The report indicates the OIG had already been probing Jackson over the pay issues when that separate investigation blew up. Other Trump political appointees at the time backed up Jackson, with Matt Leopold, then the general counsel, issuing a memo arguing that the OIG's quest to determine how exactly Jackson had obtained the scientist's testimony did not serve its watchdog role. (The Biden administration in April withdrew that memo.)
In addition to his public fight with the EPA OIG, the Interior Department's inspector general separately revealed last year that Jackson had directed the hiring of a top Interior official's son-in-law for a job at EPA. The son-in-law was terminated just five months later for unspecified “misconduct,” POLITICO reported in August.
The new OIG report also dinged Munoz for receiving an improper raise and allegedly committing time-and-attendance misconduct.
In May 2018, Jackson created a new position for Munoz of senior adviser to the regional administrator for EPA's Pacific southwest region, headquartered in San Francisco. However, Munoz's assigned duty station was Las Vegas, his hometown and where he was the Trump campaign's Nevada state director. EPA maintains a finance center in the city.
Federal regulations did not permit a new appointment such as Munoz's to come with an increase in salary, but Jackson gave Munoz a four-step raise at that time, the OIG found. Altogether it cost the federal government $40,575.11 through Nov. 7, 2020, after which Munoz was converted to a “Senior Level pay scale” until he resigned on Jan. 20, the report said.

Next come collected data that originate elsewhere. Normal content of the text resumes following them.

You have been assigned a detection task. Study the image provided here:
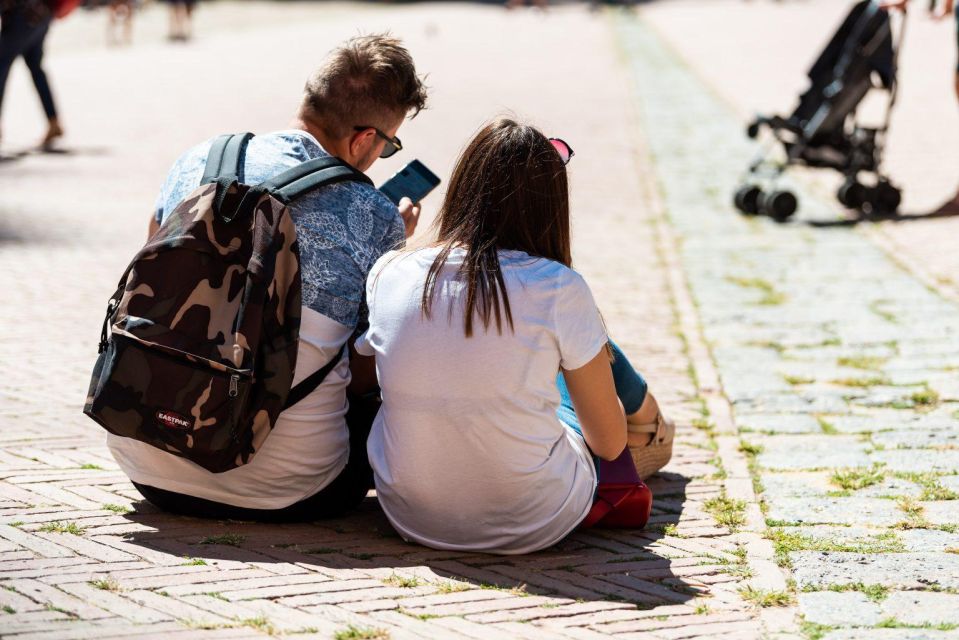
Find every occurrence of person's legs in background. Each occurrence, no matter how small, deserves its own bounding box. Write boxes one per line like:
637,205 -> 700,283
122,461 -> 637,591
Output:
0,11 -> 61,150
0,10 -> 29,147
20,19 -> 61,148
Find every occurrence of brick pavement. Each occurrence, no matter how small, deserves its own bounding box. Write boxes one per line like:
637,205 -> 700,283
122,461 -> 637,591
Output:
621,5 -> 959,639
0,3 -> 766,638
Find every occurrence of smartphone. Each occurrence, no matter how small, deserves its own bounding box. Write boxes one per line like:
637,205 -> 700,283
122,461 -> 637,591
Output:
379,160 -> 441,205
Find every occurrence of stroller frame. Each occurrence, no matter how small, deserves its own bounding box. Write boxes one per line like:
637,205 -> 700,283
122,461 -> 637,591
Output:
734,0 -> 907,221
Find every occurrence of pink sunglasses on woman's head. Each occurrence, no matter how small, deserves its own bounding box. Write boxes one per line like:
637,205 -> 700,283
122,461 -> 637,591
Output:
549,138 -> 574,165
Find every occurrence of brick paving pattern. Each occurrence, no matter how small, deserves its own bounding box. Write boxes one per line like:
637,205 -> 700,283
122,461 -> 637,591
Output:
0,3 -> 767,638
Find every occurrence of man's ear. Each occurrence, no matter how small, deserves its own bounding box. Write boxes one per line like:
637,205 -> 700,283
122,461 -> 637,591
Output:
348,128 -> 374,160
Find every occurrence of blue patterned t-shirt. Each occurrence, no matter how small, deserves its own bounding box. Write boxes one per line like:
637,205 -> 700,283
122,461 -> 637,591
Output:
154,130 -> 406,330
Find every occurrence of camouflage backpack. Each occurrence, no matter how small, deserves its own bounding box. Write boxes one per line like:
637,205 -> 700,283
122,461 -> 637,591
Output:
84,132 -> 373,473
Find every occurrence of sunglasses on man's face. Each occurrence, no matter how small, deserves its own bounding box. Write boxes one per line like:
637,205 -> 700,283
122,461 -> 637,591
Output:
354,126 -> 403,159
549,138 -> 574,165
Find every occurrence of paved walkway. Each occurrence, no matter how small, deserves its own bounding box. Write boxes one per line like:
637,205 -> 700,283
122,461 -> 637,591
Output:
620,4 -> 959,639
0,3 -> 766,639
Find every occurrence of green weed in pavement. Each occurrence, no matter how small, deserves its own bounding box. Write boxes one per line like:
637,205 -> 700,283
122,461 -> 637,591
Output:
831,376 -> 891,388
704,495 -> 747,530
893,471 -> 959,501
39,521 -> 85,535
383,573 -> 421,588
767,530 -> 903,568
738,586 -> 794,607
89,577 -> 122,592
101,503 -> 130,514
830,465 -> 886,491
726,276 -> 787,306
198,533 -> 245,547
837,355 -> 887,371
334,625 -> 391,639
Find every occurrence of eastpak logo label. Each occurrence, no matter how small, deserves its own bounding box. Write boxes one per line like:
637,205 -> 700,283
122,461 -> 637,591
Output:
156,410 -> 191,431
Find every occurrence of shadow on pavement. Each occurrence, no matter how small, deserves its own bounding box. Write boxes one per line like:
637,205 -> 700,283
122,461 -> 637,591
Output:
115,472 -> 697,609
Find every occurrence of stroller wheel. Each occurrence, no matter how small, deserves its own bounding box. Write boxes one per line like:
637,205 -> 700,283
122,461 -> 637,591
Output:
838,180 -> 867,209
874,181 -> 902,214
734,184 -> 762,215
760,190 -> 798,222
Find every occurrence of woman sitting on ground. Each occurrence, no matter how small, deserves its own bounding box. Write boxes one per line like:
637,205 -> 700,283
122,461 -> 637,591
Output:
355,118 -> 670,555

The OIG scrutinized whether Munoz reported to his official duty station and determined that Munoz “provided false information” about his work for 14 of the 15 pay periods between May and December 2018.
Reviews of phone and email logs and other records often showed he often was not present at EPA's Las Vegas office. Among other things, the OIG found Munoz had kept DMV appointments and met a furniture delivery at his home during purported work times.
“Mr. Munoz admitted to us that he knew to tell” a redacted agency employee “he was working in the Las Vegas Finance Center to ensure she would not ask further questions about where he was during the pay period,” the report said. “EPA employees assigned to the Las Vegas Finance Center provided statements that described Mr. Munoz as not being in the office most days. According to [redacted sources], when Mr. Munoz came into the office he departed around midday or during lunch and did not return.” Munoz told investigators he would “consider himself working because he was accessible by phone when not in the office.”
The total loss to EPA for Munoz's alleged misconduct was $55,150.44, according to the report, which only studied his activities for the May-December 2018 period.
With both men gone from the agency and federal prosecutors declining to press charges, the OIG report was “provided to EPA Administrator Michael S. Regan for any action deemed appropriate.”
“EPA will review the report,” agency spokesperson Tim Carroll said in a statement.